KENNEDY: When we last spoke you asked me about coral bleaching, but I hadn’t seen it then. I sure have seen it now. I was diving off the island of Palawan, the very western-most of the Philippines’ main islands. There the water temperature was 31 degrees and when the temperature does reach the low 30s, bleaching is inevitable and it is indeed like swimming through a coral graveyard. This particular episode of bleaching is caused by El Nino, but the expectation that El Ninos, instead of being a one in six- or seven-year event, will start to become an annual event as the seas steadily warm.

The great tragedy here is that the hundred million Filipinos, and of course that is just one of the countries that make up this area called the Coral Triangle, these people rely on fish and they largely rely on reef fish, so the demise of the reef is going to be a great human tragedy and a huge environmental tragedy, given the vast number of creatures that rely on coral reefs. While I’ve seen spectatular creatures, from tiny multi-coloured sea slugs to the whale sharks that I was diving with just a couple of days ago, the shadow that looms over these things is the loss of reef.
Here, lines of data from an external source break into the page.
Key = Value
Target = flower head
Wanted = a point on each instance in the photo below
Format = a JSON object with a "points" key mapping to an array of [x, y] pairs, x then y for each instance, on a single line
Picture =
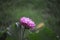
{"points": [[27, 22]]}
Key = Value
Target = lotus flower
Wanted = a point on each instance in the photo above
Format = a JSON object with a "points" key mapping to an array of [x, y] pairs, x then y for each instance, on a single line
{"points": [[27, 22]]}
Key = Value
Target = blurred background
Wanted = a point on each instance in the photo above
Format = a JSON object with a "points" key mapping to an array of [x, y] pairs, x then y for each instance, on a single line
{"points": [[46, 11]]}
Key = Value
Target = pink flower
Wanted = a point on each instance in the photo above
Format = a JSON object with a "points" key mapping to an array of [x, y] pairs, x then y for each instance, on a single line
{"points": [[27, 22]]}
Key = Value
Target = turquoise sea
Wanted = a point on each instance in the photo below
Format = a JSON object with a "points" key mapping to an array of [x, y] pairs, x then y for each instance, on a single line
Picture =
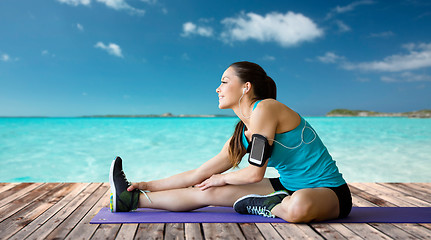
{"points": [[81, 149]]}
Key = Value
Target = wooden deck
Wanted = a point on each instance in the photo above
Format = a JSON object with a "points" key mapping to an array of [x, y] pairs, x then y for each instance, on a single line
{"points": [[64, 210]]}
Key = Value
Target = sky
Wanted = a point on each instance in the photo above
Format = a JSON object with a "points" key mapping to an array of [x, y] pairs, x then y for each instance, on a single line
{"points": [[94, 57]]}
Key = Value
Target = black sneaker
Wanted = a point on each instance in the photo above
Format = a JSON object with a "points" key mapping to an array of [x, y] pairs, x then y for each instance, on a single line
{"points": [[258, 204], [121, 199]]}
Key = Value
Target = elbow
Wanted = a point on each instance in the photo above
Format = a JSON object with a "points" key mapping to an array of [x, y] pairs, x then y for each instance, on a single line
{"points": [[256, 177]]}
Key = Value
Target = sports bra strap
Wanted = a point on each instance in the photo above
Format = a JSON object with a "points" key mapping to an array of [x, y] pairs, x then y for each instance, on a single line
{"points": [[255, 104]]}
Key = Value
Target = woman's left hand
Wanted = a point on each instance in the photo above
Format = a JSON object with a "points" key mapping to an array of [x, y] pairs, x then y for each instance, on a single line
{"points": [[215, 180]]}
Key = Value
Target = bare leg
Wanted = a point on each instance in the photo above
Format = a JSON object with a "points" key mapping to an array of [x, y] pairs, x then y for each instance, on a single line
{"points": [[306, 205], [186, 199]]}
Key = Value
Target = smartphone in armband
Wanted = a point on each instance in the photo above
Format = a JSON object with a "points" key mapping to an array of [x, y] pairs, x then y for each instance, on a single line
{"points": [[260, 150]]}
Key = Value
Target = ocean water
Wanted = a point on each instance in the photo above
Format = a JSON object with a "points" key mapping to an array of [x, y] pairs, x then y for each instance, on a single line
{"points": [[81, 149]]}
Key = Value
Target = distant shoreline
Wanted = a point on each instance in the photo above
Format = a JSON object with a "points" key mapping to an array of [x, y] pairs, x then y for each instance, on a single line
{"points": [[426, 113], [334, 113]]}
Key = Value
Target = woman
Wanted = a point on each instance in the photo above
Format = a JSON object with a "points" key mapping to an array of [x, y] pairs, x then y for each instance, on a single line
{"points": [[310, 187]]}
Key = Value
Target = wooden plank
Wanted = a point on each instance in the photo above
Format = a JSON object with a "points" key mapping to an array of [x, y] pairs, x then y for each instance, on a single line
{"points": [[416, 230], [222, 231], [150, 231], [19, 203], [42, 218], [356, 190], [72, 220], [16, 192], [174, 231], [60, 216], [106, 231], [250, 231], [366, 231], [193, 231], [32, 211], [268, 231], [127, 231], [84, 228], [395, 231], [345, 231], [422, 187], [399, 198], [328, 232], [6, 186], [411, 192], [389, 201], [296, 231]]}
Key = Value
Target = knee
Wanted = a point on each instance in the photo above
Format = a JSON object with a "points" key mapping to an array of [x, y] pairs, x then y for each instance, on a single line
{"points": [[209, 195], [299, 210]]}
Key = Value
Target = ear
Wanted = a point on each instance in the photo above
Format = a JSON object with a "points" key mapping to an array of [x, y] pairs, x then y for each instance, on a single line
{"points": [[247, 87]]}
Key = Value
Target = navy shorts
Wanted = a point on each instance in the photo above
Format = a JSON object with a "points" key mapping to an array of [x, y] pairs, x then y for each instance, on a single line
{"points": [[342, 192]]}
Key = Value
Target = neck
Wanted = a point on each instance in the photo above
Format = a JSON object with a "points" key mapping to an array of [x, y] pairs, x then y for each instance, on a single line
{"points": [[244, 109]]}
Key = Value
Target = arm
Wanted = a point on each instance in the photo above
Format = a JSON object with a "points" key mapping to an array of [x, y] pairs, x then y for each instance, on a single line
{"points": [[263, 121], [215, 165]]}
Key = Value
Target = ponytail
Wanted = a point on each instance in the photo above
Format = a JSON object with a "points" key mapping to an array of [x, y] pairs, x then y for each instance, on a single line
{"points": [[263, 87], [236, 148]]}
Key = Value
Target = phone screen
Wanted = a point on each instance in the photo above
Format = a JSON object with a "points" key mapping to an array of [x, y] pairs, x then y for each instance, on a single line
{"points": [[257, 150]]}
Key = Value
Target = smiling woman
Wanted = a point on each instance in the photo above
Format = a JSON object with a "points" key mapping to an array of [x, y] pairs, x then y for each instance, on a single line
{"points": [[307, 171]]}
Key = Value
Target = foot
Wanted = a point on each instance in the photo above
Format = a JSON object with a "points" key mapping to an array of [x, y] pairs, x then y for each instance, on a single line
{"points": [[258, 204], [121, 199]]}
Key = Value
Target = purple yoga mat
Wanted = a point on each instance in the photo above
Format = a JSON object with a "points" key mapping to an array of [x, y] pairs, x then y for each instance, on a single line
{"points": [[228, 215]]}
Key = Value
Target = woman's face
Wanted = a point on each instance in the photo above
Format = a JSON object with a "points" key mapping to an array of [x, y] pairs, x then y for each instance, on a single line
{"points": [[230, 89]]}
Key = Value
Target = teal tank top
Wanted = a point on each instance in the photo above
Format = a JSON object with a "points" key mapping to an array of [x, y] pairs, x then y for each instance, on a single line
{"points": [[307, 166]]}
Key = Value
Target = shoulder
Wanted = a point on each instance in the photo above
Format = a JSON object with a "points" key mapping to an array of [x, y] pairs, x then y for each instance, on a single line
{"points": [[266, 110], [269, 106]]}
So I’ve seen the bleaching and then perhaps even worse than that, yesterday I was diving in an area that is kind of the Philippines’ Great Barrier Reef really - or that’s the way they bill it, not nearly as big as the Great Barrier Reef but still a very impressive expanse of reef and seeing the impact of dynamite fishing. As fish become harder to catch, people become cleverer at catching them and more desperate. What is still quite prevalent here, though banned for several years, maybe decades, it’s highly illegal. But desperate fishermen will still use this technique. They fill a bottle, maybe a beer bottle full of fertiliser and sticking a blasting cap in the top, they then whack this blasting cap with a rock, count to three, and then throw it in the water, like a hand grenade. The impact of this blast just destroys reefs and stuns fish. Of course they’re just after the fish, but when you dive on a reef that has been blasted, and I’m talking basically every square metre is demolished, there’s very little still left alive on these reefs and it’s a great tragedy, but it’s understandable because these people are desperate for food and poor and they will resort to these kind of measures.
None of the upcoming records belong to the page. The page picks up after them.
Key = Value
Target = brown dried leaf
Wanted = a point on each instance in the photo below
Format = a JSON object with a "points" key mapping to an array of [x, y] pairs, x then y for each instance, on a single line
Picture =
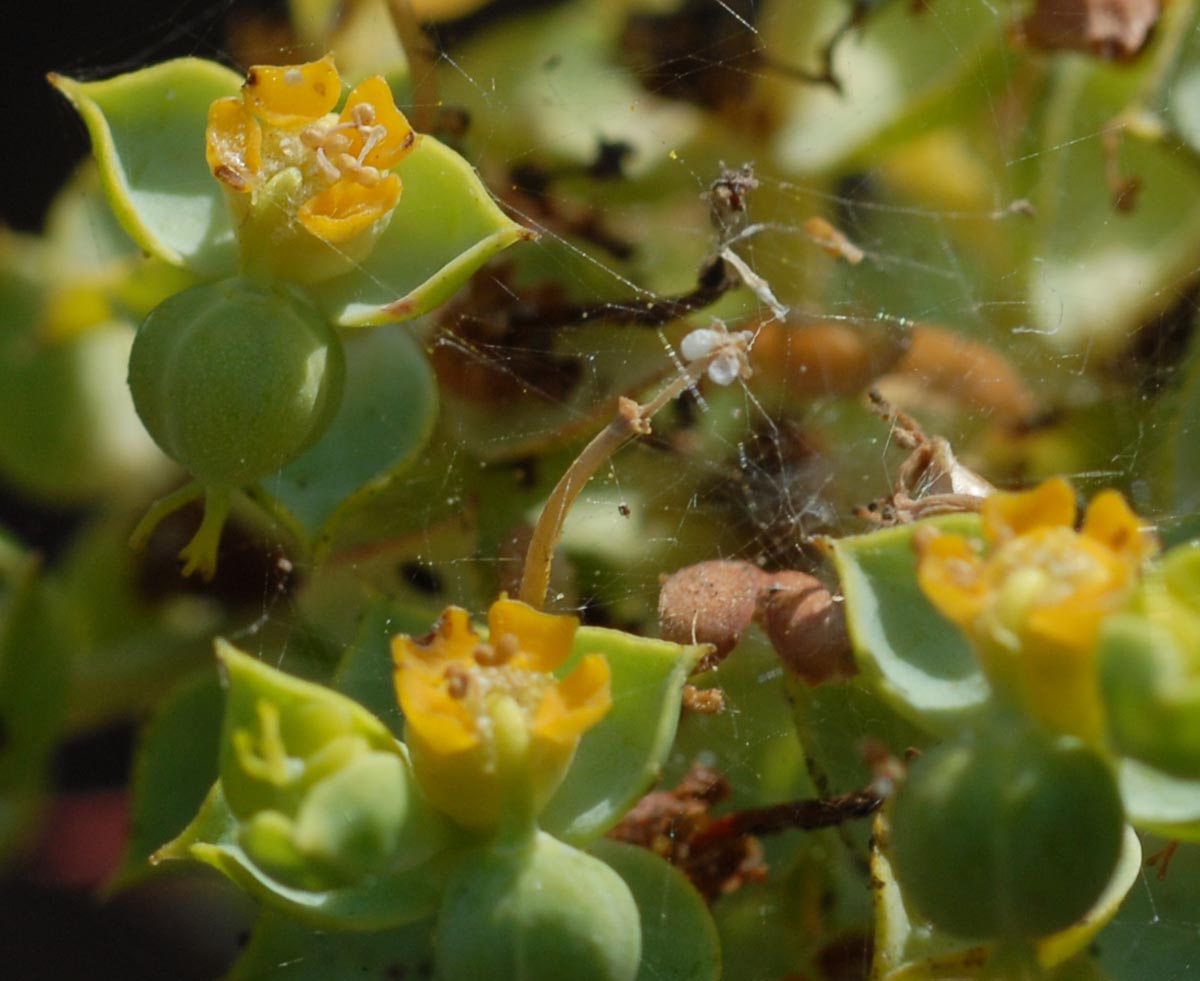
{"points": [[1111, 29]]}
KATHRYN: There are some excellent restoration projects under way, are there?

KENNEDY: Philippines had three very bad typhoons in a row, about 2012, 2013, 2014 and they also had a big impact in some areas, removing about 80% of the hard corals in some places. I was diving off a lovely little island called Siquijor and the locals have teamed up with NGOs – coral reef specialists to do some rehabilitation and how they do it is they set a little hut. Little stands, with angled slabs of concrete and they angle them at 45 degrees which turns out to be the best angle for coral to settle and then they spread plastic netting (the kind you might see around a construction site) and they spread that across the rubble of the coral and then they attach living fragments of coral with cable ties.

So I was down there, tying on pieces of coral to that coral mat and it’s wonderful to see. Little new corals growing, little fish hiding amongst them underneath the map and this is a way to kick start the restoration of a reef in marine sanctuaries where they know the coral will be protected and have a chance to grow and perform its important role of being a fish habitat and nursery.

The marine protected areas strategy is that you devote ‘No take’ areas so that beyond, the fishermen have a chance to catch whatever flows out of that sanctuary. You really notice, particularly in a place like the Philippines that the circulation systems are very complex and very considerable, so the export of fish larvae and mollusc and sea urchin larvae is… this is what can restore and replenish the lost reef. It’s a real gamble as to whether the sanctuaries are big enough to counteract the heavy over-exploitation elsewhere.